11 Common Nutrient Deficiencies, Part 3

What Are the Eleven Greatest Nutrient Deficiencies Today?

In parts 1 and 2 we discussed Vitamin D, Omega-3 fats, Vitamin K2, and magnesium.

5. Vitamin B12

 Vitamin B12 is present in its natural form only in animal sources. (beef, lamb, venison, poultry, and selective seafood. It is necessary for energy, blood cell formation, DNA synthesis and myelin formation. Because stomach acid is needed to liberate vitamin B12 from food, acid blockers damage the ability to get the vitamin from food.

 6. Vitamin E

 Vitamin E is necessary for normal brain health, for healthy fat metabolism and protection against free radical damage. The best way to get ample vitamin E is to choose nuts, seeds, olive oil, beans and green vegetables (spinach and broccoli) as food choices.

 7. Vitamin A

 Vitamin A, like vitamin D is essential for your immune system, as well as for healthy skin, teeth, bones, cell membranes and vision. Vitamin A is manufactured in your gut from carotenoids found in your food.

8. Iodine

 It is estimated that 40% of the world population is at risk of iodine deficiency. Iodine is necessary for healthy thyroid function. There is increasing evidence that low iodine may be related to cancer, particularly breast cancer.
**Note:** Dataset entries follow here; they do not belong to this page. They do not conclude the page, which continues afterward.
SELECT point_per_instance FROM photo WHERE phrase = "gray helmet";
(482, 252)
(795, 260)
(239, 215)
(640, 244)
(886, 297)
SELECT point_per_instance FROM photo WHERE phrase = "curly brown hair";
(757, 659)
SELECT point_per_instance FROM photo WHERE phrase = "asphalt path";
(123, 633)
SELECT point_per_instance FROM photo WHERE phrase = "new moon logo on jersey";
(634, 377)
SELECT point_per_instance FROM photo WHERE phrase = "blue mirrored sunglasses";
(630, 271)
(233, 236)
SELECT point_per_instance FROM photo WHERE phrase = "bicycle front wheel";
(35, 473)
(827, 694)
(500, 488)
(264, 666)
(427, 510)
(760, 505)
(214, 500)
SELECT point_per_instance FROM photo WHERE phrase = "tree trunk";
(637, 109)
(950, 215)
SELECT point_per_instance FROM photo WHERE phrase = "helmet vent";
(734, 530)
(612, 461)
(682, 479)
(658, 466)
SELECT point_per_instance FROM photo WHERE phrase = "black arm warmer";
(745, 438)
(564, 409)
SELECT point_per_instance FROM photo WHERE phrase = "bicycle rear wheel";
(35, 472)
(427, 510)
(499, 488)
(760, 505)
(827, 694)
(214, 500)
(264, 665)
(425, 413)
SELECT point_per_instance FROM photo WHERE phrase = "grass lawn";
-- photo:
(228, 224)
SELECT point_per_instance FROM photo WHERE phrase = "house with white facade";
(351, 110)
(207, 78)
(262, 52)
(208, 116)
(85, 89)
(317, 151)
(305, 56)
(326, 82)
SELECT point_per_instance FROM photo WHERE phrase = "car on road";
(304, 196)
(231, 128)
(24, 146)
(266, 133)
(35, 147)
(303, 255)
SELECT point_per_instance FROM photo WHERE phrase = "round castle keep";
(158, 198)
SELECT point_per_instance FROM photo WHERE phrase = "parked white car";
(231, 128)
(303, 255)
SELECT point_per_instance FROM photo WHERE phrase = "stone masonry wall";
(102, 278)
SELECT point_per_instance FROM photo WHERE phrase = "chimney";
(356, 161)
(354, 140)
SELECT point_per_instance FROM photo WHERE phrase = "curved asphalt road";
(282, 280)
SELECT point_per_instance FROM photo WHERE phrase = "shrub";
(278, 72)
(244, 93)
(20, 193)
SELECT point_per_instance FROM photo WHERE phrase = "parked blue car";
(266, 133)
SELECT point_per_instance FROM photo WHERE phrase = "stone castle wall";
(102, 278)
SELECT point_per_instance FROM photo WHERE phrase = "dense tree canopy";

Good sources of iodine are Kelp (Seaweed in very small quantities) raw milk and eggs.

9. Calcium
Calcium is needed for strong, healthy bones as well as vitamin D, magnesium and vitamin K. Good sources of calcium and the other bone nutrients are green leafy vegetables, spinach, brussel sprouts.

10. Iron

Iron is essential to life especially for making hemoglobin for our red blood cells. More than 25% of the population is deficient in iron. The best way to check your iron level is with a serum ferritin test. Low ferritin means low iron levels. Good sources of iron are red meat, seeds, nuts, green leafy vegetables and dark chocolate. Do not supplement iron without supervision from a healthcare practitioner. Elevated iron can be a potentially serious risk.

11. Choline

Choline is a B-vitamin known for its importance in brain development. Symptoms of choline deficiency are memory problems, lethargy and brain fog. Best sources of choline are organic eggs and grass-fed meats.

12. Zinc

I know I said eleven, but I can’t leave off zinc. Most people are zinc deficient. Zinc is needed for everything. Sources are meat, spinach, cashews, pumpkin seeds.